NBA (Not Basketball at All) All-Star Game
I gave up intently watching the NBA’s all-star game years ago. Once the entertainment factor replaced playing real basketball, I lost interest. (Have you noticed the NBA’s GOAT, Michael Jordan, does not show up to watch what the NBA All-Star game has devolved into?)
All-Star Saturday, featuring the skills competition, 3-point shooting contest and slam dunk contest, is still fun although the actual all-stars are mostly courtside fashion models. However, Sunday’s all-star game is an absolute farce. Who cares if Jason Tatum of the Boston Celtics set an all-star game record scoring 55 points? I could’ve scored 20, considering the open pathway to the rim players with the ball are granted by ‘defenders.’

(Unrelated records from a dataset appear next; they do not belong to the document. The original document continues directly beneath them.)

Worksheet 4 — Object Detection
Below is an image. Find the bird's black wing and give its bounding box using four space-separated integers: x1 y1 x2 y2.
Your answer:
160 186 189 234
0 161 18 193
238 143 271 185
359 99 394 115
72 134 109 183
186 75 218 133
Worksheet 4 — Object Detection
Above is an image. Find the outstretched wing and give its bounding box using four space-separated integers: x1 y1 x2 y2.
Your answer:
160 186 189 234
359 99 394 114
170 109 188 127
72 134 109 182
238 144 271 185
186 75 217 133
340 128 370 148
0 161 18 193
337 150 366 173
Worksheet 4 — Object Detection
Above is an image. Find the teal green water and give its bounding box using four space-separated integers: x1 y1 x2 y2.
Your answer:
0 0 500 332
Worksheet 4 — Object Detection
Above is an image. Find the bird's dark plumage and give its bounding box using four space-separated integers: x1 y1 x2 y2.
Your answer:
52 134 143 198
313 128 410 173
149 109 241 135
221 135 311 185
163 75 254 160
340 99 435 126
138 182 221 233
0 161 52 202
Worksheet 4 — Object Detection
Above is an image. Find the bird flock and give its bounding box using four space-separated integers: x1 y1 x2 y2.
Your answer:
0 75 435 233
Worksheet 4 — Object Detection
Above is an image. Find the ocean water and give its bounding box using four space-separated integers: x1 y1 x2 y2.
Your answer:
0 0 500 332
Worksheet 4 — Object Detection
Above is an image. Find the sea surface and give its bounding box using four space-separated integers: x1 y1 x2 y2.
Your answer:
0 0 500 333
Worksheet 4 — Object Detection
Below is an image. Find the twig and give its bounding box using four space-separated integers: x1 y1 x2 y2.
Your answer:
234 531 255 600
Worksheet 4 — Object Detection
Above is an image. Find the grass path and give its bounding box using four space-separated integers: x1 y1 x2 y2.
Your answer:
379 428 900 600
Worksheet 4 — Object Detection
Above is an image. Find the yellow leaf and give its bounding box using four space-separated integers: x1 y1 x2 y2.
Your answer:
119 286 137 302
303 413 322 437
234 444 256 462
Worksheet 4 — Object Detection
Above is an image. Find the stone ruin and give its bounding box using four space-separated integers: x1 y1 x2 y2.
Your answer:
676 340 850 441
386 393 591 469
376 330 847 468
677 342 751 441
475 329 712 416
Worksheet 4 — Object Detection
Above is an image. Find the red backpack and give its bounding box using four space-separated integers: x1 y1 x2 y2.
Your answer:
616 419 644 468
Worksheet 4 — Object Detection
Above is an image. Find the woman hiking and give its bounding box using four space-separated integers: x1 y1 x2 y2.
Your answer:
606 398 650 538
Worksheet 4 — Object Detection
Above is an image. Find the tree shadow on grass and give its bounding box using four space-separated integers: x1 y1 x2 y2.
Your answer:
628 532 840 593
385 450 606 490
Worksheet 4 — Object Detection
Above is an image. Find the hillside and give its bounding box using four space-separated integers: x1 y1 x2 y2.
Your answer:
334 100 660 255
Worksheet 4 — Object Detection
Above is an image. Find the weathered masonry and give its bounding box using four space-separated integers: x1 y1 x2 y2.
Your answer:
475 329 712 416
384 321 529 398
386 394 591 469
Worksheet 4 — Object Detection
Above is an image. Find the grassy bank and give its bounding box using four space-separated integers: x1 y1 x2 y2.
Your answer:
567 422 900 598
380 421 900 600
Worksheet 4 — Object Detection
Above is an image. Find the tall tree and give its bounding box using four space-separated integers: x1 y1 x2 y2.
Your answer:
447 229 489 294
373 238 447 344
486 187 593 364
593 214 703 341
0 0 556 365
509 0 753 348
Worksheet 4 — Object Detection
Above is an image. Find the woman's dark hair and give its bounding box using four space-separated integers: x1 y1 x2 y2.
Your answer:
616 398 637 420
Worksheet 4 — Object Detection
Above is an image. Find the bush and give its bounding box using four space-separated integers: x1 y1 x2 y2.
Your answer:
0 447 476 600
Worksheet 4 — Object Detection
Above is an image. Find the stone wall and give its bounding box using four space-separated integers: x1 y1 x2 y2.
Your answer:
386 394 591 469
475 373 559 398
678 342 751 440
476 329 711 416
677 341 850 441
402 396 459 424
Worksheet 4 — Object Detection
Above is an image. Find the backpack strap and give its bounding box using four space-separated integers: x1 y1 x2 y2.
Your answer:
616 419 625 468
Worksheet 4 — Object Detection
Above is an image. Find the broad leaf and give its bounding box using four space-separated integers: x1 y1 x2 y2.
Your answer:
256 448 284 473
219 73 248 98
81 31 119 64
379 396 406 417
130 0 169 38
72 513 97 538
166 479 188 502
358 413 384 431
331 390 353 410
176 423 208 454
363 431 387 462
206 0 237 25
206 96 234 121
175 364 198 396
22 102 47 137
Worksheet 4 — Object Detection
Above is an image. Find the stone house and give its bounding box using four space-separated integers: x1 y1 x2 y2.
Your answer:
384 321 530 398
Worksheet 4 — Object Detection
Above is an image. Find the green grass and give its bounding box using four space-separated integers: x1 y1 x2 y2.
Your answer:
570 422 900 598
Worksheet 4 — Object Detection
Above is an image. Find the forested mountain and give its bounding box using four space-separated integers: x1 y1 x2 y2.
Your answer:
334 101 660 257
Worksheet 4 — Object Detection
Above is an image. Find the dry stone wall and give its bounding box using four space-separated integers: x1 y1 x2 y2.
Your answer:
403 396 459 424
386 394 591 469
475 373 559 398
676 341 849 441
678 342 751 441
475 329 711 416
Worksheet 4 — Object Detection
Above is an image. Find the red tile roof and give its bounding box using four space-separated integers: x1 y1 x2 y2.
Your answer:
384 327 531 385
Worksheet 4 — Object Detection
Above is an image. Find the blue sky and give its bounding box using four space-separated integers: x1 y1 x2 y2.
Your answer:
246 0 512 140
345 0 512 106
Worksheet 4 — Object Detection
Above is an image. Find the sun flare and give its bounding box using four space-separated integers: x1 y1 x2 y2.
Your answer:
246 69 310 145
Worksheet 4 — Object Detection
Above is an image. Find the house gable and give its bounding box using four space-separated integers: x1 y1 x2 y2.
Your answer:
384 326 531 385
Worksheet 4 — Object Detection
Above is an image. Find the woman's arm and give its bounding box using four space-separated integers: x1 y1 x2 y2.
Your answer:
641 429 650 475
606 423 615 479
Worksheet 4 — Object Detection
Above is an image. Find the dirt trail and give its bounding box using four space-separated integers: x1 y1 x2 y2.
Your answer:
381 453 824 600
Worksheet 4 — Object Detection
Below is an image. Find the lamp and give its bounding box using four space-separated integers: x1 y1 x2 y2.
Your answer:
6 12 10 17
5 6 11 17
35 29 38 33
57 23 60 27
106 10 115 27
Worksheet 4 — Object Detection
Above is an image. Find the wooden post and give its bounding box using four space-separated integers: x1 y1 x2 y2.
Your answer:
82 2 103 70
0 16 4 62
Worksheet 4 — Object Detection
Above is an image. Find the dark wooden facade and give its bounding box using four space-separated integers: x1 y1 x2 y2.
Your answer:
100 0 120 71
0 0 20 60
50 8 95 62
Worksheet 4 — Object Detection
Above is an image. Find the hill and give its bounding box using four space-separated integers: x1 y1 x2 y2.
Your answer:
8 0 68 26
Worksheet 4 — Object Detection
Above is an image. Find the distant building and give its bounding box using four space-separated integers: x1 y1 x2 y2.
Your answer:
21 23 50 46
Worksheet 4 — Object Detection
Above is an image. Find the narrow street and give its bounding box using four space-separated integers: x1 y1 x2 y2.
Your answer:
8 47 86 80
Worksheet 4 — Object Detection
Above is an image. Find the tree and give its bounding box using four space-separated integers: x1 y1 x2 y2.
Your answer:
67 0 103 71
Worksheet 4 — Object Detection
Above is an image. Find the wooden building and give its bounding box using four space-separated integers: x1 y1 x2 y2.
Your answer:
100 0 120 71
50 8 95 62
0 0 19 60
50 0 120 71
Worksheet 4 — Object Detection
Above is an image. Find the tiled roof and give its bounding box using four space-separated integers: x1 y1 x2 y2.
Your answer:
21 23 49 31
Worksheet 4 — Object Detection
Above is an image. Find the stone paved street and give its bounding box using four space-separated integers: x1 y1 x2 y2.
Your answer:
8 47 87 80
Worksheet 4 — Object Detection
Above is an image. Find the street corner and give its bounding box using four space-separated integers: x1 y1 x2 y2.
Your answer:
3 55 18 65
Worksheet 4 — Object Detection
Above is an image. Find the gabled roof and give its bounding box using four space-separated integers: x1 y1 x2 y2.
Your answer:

To be blunt, the NBA All-Star Game is the worst basketball game you’ll ever see. Why the League would denigrate its own product with such an outlandish display of dreadful basketball is beyond me.
The late, great Don Cornelius, of Soul Train fame, would be envious of the NBA All-Star Game “line dance.” Players step aside, politely giving way so their ‘opponent’ can glide unopposed to the basket or take mostly uncontested shots from anywhere on the court. A lovefest unlike any in sports. And a huge turn-off.
During the game, which I watched for a total of about 10 minutes, TNT showed a video clip of MJ and Kobe Bryant going at each other during an all-star game back in the day. Back then, the players used the game as a means of solidifying their position amongst the game’s alpha dogs. It was real mano-a-mano stuff. Legit ballin’.
Truthfully, the McDonald’s All American High School all-star game is much better than the NBA game. In the McDonald’s game the players, many destined for just a year or two of college before heading to the NBA, are playing to prove they belong on high school’s biggest stage and improve their stature in the minds of NBA scouts. The coaches preach team ball and playing “D.” It is a real basketball game with dollops of oohs- and aahs-eliciting passes and dunks.
The NBA all-stars appear lazy (playing little defense), selfish (how does anyone score 55 of his team’s 184 points?), and clownish (laughing the night away). A camera shot of NBA Commissioner Adam Silver didn’t help. The commish, head buried in his mobile phone, was hopefully texting “fix this!” to his lieutenants.
The NBA All-Star Game, a once anticipated marker on the annual sports calendar, is an embarrassing hot mess.